African CEOs push faster AfCFTA rollout as trade finance, infrastructure gaps weigh on regional commerce

African business leaders are urging faster implementation of the African Continental Free Trade Area (AfCFTA), saying infrastructure bottlenecks, limited trade financing and fragmented supply chains continue to constrain intra-African commerce and industrial growth.

The Africa Business Leaders Coalition (ABLC), a CEO-led platform convened by the UN Global Compact, launched a position paper at the Africa CEO Forum outlining five “mindset shifts” it said are needed to accelerate regional integration and strengthen African value chains under AfCFTA.

The paper, Five Mindset Shifts to Unlock Intra-African Trade: A Perspective from African CEOs, presents a private-sector-led roadmap focused on cross-border collaboration, industrial production, labour mobility, infrastructure connectivity and faster execution of trade reforms.

AfCFTA could increase African exports by 68% and more than double foreign direct investment by 2035, according to highlights released with the paper. But business leaders said unlocking that potential would require governments, companies and regional institutions to move beyond policy commitments and address practical barriers to trade, investment and mobility.

UN Global Compact CEO and Executive Director Sanda Ojiambo said Africa had the resources, talent and entrepreneurial base to become a major engine of global growth, but needed deeper collaboration to remove barriers and build infrastructure that supports trade.
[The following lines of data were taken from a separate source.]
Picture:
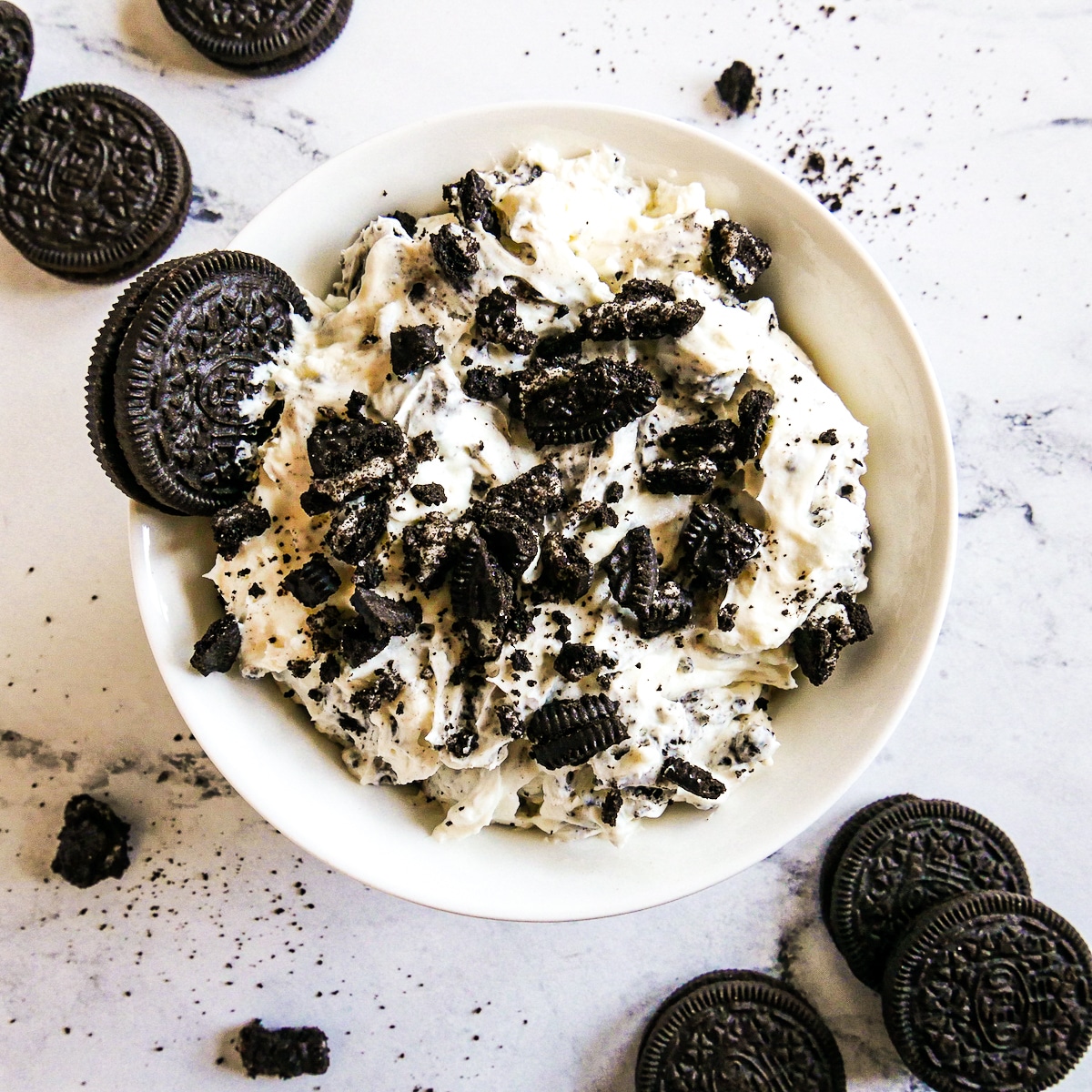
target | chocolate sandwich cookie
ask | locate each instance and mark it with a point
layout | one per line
(99, 387)
(16, 52)
(842, 838)
(991, 992)
(94, 187)
(255, 37)
(738, 1030)
(905, 861)
(93, 844)
(169, 370)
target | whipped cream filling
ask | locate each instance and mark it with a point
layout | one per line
(574, 232)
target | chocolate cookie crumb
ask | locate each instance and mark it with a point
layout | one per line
(414, 349)
(693, 779)
(456, 254)
(312, 583)
(574, 661)
(430, 492)
(484, 385)
(283, 1052)
(737, 257)
(498, 321)
(93, 844)
(218, 648)
(233, 527)
(736, 88)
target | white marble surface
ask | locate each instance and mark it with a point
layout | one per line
(971, 128)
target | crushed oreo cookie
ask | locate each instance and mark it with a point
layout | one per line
(283, 1052)
(511, 538)
(669, 476)
(642, 316)
(356, 530)
(500, 322)
(93, 844)
(480, 589)
(314, 582)
(574, 661)
(577, 402)
(218, 647)
(737, 257)
(633, 571)
(533, 495)
(456, 254)
(693, 779)
(414, 349)
(430, 494)
(233, 527)
(753, 420)
(713, 440)
(385, 617)
(714, 546)
(472, 202)
(484, 385)
(736, 88)
(427, 551)
(567, 732)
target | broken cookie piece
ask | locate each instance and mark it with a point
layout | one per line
(93, 844)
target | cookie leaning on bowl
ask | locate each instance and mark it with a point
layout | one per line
(170, 367)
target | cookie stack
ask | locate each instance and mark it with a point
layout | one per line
(94, 187)
(983, 986)
(254, 37)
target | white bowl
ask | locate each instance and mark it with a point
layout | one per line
(835, 303)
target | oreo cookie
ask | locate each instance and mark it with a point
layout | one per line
(905, 861)
(682, 478)
(991, 991)
(715, 547)
(16, 52)
(255, 37)
(283, 1052)
(693, 779)
(94, 187)
(738, 1030)
(314, 582)
(577, 401)
(842, 838)
(500, 322)
(217, 649)
(640, 315)
(735, 87)
(169, 369)
(93, 844)
(568, 732)
(737, 257)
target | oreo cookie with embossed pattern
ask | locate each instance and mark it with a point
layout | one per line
(567, 732)
(170, 367)
(991, 992)
(905, 861)
(731, 1030)
(258, 37)
(93, 185)
(842, 838)
(16, 52)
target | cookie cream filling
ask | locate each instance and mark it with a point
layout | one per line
(500, 649)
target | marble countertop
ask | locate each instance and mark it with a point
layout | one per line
(970, 132)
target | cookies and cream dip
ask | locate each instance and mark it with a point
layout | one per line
(547, 511)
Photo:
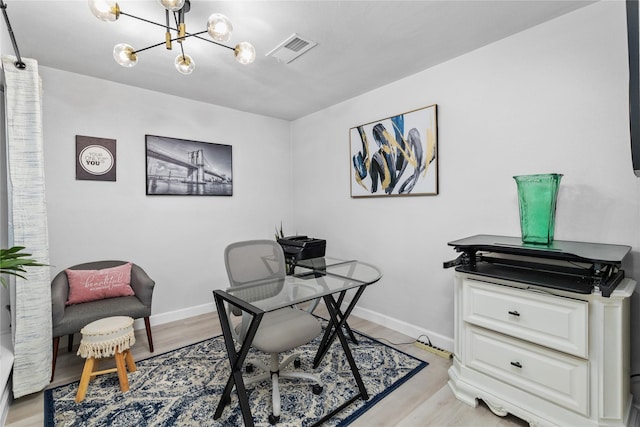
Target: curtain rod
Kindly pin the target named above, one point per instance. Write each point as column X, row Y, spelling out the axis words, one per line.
column 19, row 64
The paper calls on African economies to view continental collaboration as a strategic advantage, expand local manufacturing beyond raw material exports, treat talent mobility as an economic opportunity, develop interconnected infrastructure networks and act with greater urgency.

It also highlights opportunities to build regional value chains in agriculture, automotive manufacturing and pharmaceuticals, while investing in emerging technologies and workforce readiness, including artificial intelligence.

The push comes as development finance institutions including the African Development Bank, Afreximbank and IFC expand financing for trade corridors, industrial projects and regional infrastructure linked to AfCFTA implementation.

Alongside the trade paper, ABLC released its 2025 Voluntary Climate Action and Gender Equality Report, which showed members have mobilized $9.4 billion in climate finance since 2023, with about 90% directed toward climate mitigation and renewable energy projects.

The coalition said members also provided about $1.02 billion in investment and financing to women-owned SMEs in 2025.

ABLC includes 75 companies operating across 52 African countries, representing nearly one million employees and about $171 billion in combined annual revenue. Source details from the provided text.